La seconde leçon de la charte est la donation de la maison de Milly construite par le moine Laurent. Comme décrit dans la Bibliotheca Cluniasensis pour les titres du prieuré de Longpont « in archiepiscopatu Senonensi, prioratus S. Laurentii prope Milliacum », il s'agit donc du prieuré Saint-Laurent de Milly qui faisait partie du groupement régional. Selon les comptes du temporel donné au chapitre de Cluny, ce prieuré était occupé par deux moines au XIIIe siècle, à l'époque où le réseau clunisien de Longpont comptait 60 moines et prêtres. Le prieuré de Milly dispose donc, dans son enclos, d'une vigne et d'un pré « pratum et vineam ».

Toutefois, Jules Marion qui édita le Cartulaire de Longpont semble avoir fait une erreur en datant la charte vers 1136. Nous pouvons penser que le jeune homme était un novice encore adolescent, disons qu'il était âgé de 15 ans au plus. Il est couramment admis que Guillaume de Milly, fils de Jean de Courances, prit les habits de moine à Longpont en 1175. C'était au temps du prieur Thibaud qui resta trente ans à la tête de la communauté clunisienne se liant d'amitié avec le roi Louis VII. Cet homme respecté était un prélat qui sut agrandir adroitement le temporel du prieuré Notre-Dame. Ses successeurs furent successivement le prieur Simon de 1180 à 1190, suivi par Géraud en 1190 et par Guillaume de Milly en 1198.

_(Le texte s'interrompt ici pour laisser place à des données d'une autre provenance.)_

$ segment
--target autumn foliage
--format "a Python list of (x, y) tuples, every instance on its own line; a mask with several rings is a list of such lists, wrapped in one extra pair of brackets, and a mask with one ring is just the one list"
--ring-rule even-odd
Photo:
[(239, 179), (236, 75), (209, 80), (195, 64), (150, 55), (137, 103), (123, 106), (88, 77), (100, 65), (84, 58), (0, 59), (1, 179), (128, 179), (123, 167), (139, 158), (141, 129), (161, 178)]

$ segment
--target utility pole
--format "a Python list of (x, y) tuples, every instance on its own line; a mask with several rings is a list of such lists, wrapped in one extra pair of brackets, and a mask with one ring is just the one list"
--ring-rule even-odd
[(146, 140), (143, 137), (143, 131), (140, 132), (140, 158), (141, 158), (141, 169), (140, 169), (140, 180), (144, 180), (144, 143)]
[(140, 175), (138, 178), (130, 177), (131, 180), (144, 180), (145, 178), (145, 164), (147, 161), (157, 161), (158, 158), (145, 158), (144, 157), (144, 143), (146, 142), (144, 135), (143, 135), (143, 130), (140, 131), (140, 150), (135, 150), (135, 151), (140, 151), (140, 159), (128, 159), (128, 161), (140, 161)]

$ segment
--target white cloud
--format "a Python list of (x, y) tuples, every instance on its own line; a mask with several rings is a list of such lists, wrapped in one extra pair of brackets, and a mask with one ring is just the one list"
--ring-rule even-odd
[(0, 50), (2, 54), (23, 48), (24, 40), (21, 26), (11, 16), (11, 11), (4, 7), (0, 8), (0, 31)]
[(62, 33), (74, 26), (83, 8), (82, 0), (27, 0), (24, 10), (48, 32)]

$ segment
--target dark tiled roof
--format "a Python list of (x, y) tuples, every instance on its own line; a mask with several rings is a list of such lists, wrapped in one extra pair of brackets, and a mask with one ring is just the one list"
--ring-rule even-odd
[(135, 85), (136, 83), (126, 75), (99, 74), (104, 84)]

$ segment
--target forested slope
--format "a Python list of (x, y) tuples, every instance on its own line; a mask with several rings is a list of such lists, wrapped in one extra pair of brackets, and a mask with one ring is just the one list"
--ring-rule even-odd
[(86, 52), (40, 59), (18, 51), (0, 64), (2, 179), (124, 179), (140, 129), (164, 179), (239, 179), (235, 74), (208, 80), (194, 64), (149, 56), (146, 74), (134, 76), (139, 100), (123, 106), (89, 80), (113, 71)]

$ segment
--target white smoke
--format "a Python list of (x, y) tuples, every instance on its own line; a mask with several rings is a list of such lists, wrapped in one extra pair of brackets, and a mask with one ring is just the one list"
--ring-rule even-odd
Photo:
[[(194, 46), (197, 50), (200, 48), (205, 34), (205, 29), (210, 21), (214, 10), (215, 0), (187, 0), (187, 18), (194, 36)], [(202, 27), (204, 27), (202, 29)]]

Baudouin fut désigné comme successeur et occupa le siège prieural de 1216 jusqu'à sa mort en 1232. C'est Eudes de Condom qui fut présenté au priorat de Longpont cette même année.

Les libéralités nobles de Milly

Les moines de Longpont avaient reçu de nombreuses libéralités de la part des nobles de Milly et des environs. Vers 1064, du temps du prieur Robert, Gautier Castel et Sanceline, sa femme, avaient donné le moulin de Crochet situé sur la commune de Boigneville (charte CCCXIII). Au commencement du XIIe siècle, Tescelin, fils de Foulques de Buno approuva la donation faite par le vicomte Aymon, de deux arpents de prés à Buno-Bonnevaux (charte LXXV). À la même époque, obtenant l'approbation de sa femme Élisabeth, ses fils Foulques, Daimbert, Bernoale, Théodore, Gautier, ses filles Adèle et Gibeline, le chevalier Adam de Milly, pensant à son salut, fit une libéralité pieuse au couvent de Longpont « Adam de Milliaco, pro anima sua, dedit Deo et sancte Marie de Longo Ponte, et monachis ejusdem loci ». Il s'agissait de toute la terre et le bois qu'il possédait à Villiers et une hostise à Milly tenue par le nommé Girold « totam terram et silvam quam habebat apud Villerium, et unum hospitem, Giroldum nomine, apud Milliacum, cum omnibus suis » (charte CCXCI).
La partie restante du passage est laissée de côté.